From racketeering to bribery and money laundering, 2015 has been a banner year for union malfeasance, according to a top labor watchdog.
The Workforce Fairness Institute is celebrating Labor Day by counting down 2015’s best examples of "union thuggery."
Topping the list is former Ironworkers Local 401 honcho Joseph Dougherty, who was sentenced to 19 years in prison for racketeering, arson, and extortion in connection to burning down a Quaker church that employed non-union labor.
Dougherty and nine other union executives were indicted for the Christmas season arson. The FBI said that the leaders used the union as a vehicle to enrich themselves, rather than represent the interests of workers.
"Ironworkers Local 401 [was charged] with allegedly participating in a conspiracy to commit criminal acts of extortion, arson, destruction of property, and assault in order to force construction contractors to hire union ironworkers," the FBI said in a press release. "Specifically, the indictment charges RICO conspiracy, violent crime in aid of racketeering, three counts of arson, two counts of use of fire to commit a felony, and conspiracy to commit arson. Eight of the 10 individuals named in the indictment are charged with conspiring to use Ironworkers Local 401 as an enterprise to commit criminal acts."
Local 401 did not respond to request for comment.
The ironworkers weren’t the only Philadelphia labor group on the list. A suburban city council president was sent to prison for political money laundering through a local International Brotherhood of Electrical Workers (IBEW).
The union allegedly poured money into the campaigns of Reading Mayor Vaughn Spencer (D.). Spencer then gave large donations to Philadelphia politicians in order to skirt campaign finance laws, according to the Philadelphia Inquirer.
Francisco Acosta pled guilty to accepting a $1,800 bribe in exchange for backing the repeal of campaign contribution limits. Union president John Dougherty was not charged in connection to the case. IBEW Local 98 did not return requests for comment.
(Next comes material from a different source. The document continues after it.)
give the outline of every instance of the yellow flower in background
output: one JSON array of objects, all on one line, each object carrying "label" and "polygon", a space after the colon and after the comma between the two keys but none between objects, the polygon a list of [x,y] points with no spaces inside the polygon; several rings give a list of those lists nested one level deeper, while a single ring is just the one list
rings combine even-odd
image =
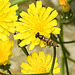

"Local headlines from coast to coast show that union bosses and organizers continue to foster violence in the workplace, bribes, embezzlement and money laundering. Yet, the union led NLRB continues to gift unions with more power over American businesses through ambush elections, micro unions, and most recently ruling against small business owners in the joint employer decision," watchdog spokesman Heather Greenaway said.
Sometimes union officials are on the receiving end of bribery schemes. The Oakland United Food and Commercial Workers official in charge with organizing marijuana dispensary employees has been charged with accepting $600,000 in bribes to undermine those efforts. The union fired top official Daniel Rush when the charges were announced. The UFCW did not respond to request for comment.
Sometimes union members themselves were the victims of union actions. Cops in Riverside California saw hundreds of thousands of dollars in dues money embezzled by a union employee, who used the money to finance lavish Italian vacations, her husband’s child support payments to an ex-lover, and tattoos. Former Riverside Police Officers Association secretary Alis Archibeque pled guilty to stealing about $350,000 from the accounts and was sentenced to more than three years in prison. The association did not return request for comment.
A Broward Teachers Union president in Florida is now on trial for stealing $300,000 from union coffers, as well as illegally taking contractor kickbacks and using the union to launder money. Former president Pat Santeramo pled not guilty to the charges. The teachers union did not respond to request for comment.
WFI spokesman Greenaway said the cases show union officials take advantage of the trust of members when given the opportunity. This should disturb workers, given the National Labor Relations Board’s new election rules that force employers to hand over sensitive personnel information to unions seeking to organize a workplace. Employees do not have the option to opt out of the system.
"Employee personal contact information will now be handed over to these union organizers, and who will oversee the use of this information and look out for employees? Certainly not the union-enabling NLRB," Greenaway said.